Yuchi (Euchee) is the language of the Tsoyaha (Children of the Sun), also known as Yuchi people, now living in Oklahoma. Historically, they lived in what is now known as the southeastern United States, including eastern Tennessee, western Carolinas, northern Georgia, and Alabama, during the period of early European colonization. Many speakers of the Yuchi language became allied with the Muscogee Creek when they migrated into their territory in Georgia and Alabama. They were forcibly relocated with them to Indian Territory in the early 19th century.
Some audio tapes in the Yuchi language exist in the collections of the Columbus State University Archives in Columbus, Georgia.
Yuchi is classified as a language isolate, because it is not known to be related to any other language. Various linguists have claimed, however, that the language has a distant relationship with the Siouan family: Sapir in 1921 and 1929, Haas in 1951 and 1964, Elmendorf in 1964, Rudus in 1974, and Crawford in 1979.
Yuchi is primarily spoken in northeastern Oklahoma, where Yuchi people live in present-day Tulsa, Okmulgee, and Creek counties, within the Muscogee (Creek) Nation's tribal jurisdictional area.
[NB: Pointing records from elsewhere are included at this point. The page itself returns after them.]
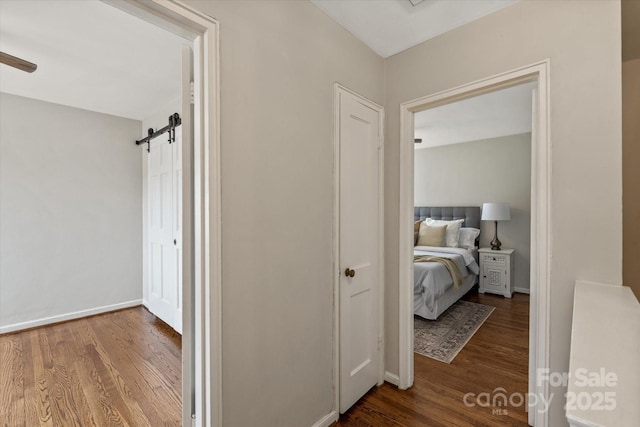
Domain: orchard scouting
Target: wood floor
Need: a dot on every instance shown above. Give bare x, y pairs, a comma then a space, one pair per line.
496, 356
116, 369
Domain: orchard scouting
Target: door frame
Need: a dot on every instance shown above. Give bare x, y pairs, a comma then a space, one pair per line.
338, 90
202, 277
540, 221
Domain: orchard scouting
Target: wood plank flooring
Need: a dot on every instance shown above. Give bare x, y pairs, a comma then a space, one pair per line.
116, 369
496, 356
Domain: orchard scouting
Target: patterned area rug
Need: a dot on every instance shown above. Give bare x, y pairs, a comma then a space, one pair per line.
443, 339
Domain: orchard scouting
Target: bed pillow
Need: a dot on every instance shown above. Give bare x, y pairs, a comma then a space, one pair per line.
431, 235
453, 230
467, 238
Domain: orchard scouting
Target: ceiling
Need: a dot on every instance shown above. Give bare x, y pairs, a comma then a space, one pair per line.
391, 26
492, 115
90, 55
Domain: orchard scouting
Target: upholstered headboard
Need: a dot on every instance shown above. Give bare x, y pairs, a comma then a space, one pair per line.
470, 214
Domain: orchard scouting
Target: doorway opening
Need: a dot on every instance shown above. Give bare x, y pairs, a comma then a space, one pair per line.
471, 152
540, 203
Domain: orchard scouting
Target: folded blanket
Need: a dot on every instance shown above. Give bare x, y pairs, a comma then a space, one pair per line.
450, 264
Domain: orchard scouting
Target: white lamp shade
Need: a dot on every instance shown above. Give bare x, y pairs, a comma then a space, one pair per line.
496, 212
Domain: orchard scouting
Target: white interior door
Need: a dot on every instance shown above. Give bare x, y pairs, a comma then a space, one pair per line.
176, 206
163, 259
359, 246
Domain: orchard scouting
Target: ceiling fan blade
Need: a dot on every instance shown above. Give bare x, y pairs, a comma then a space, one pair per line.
18, 63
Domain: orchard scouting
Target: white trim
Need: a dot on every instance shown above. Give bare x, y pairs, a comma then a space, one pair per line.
337, 90
327, 420
203, 31
391, 378
68, 316
540, 219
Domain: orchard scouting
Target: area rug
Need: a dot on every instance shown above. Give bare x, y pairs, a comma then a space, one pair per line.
443, 339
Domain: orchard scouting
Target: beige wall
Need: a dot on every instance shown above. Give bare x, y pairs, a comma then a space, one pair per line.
279, 60
586, 188
70, 211
490, 170
631, 173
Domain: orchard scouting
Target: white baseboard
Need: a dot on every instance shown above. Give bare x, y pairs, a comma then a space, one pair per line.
67, 316
392, 378
327, 420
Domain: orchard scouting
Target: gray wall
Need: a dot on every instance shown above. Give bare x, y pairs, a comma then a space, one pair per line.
279, 61
631, 172
582, 41
490, 170
70, 192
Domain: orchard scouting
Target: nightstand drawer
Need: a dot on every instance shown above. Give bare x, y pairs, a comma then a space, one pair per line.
496, 271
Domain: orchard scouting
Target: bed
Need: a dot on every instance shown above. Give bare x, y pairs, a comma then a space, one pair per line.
434, 289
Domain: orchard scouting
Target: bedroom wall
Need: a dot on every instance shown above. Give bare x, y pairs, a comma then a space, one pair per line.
631, 173
70, 231
279, 61
497, 169
157, 120
586, 187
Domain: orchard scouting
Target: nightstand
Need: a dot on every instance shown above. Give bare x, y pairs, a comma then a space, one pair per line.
496, 271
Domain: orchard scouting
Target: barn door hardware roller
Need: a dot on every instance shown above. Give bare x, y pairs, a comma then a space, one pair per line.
174, 122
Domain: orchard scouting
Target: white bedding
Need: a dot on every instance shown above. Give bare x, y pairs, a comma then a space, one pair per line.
432, 279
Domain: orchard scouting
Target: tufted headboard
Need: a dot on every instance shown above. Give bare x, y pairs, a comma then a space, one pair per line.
470, 214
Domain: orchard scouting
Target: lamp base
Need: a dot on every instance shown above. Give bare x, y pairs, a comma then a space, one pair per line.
496, 243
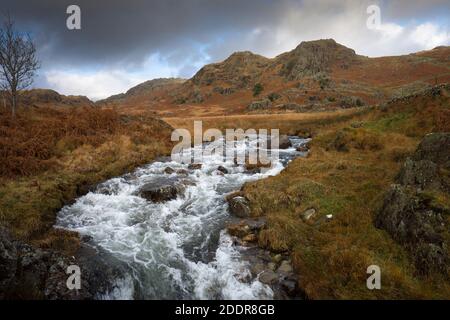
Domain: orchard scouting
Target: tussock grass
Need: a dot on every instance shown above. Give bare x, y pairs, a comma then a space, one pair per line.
346, 174
49, 157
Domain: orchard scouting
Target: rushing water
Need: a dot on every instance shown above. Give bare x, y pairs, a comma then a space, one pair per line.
178, 249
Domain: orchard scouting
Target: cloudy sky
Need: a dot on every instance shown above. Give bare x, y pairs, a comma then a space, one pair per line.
122, 43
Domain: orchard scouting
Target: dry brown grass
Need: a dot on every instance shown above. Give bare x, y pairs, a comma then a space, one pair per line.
288, 123
51, 156
346, 176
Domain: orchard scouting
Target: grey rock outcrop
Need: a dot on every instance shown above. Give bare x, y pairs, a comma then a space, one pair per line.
412, 213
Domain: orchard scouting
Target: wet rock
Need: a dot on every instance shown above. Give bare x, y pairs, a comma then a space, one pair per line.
268, 277
257, 268
161, 190
250, 238
222, 169
182, 172
308, 214
290, 286
27, 272
285, 143
195, 166
412, 213
239, 207
187, 182
256, 225
271, 266
285, 268
239, 230
86, 238
277, 258
169, 170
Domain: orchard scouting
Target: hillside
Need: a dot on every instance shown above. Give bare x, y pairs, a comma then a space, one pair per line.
51, 98
317, 75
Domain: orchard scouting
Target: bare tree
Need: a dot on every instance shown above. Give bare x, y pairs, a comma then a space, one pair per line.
18, 61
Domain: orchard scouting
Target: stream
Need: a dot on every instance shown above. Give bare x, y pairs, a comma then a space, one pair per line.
177, 249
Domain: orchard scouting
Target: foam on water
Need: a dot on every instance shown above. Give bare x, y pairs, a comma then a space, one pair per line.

In 1997, 12 to 19 elders spoke the language out of an estimated Yuchi population of 1,500 speakers. In 2009, only five fluent speakers, whose first language was not English, remained, and in 2011 only one.
Yuchi people lived in Tennessee at the time of European contact. In the early 18th century, they moved to northwestern Georgia in the southeastern United States, under pressure from the powerful Cherokee in Tennessee. There they settled near the Muscogee Creek and were allied with them. In the 1830s, speakers of the Yuchi language were forcibly relocated with the Muscogee people to Indian Territory.
The spoken Yuchi language has changed over time, in part due to relocation. In 1885 in an article in Science, Swiss linguist Albert S. Gatschet wrote about various linguistic idiosyncrasies in Yuchi.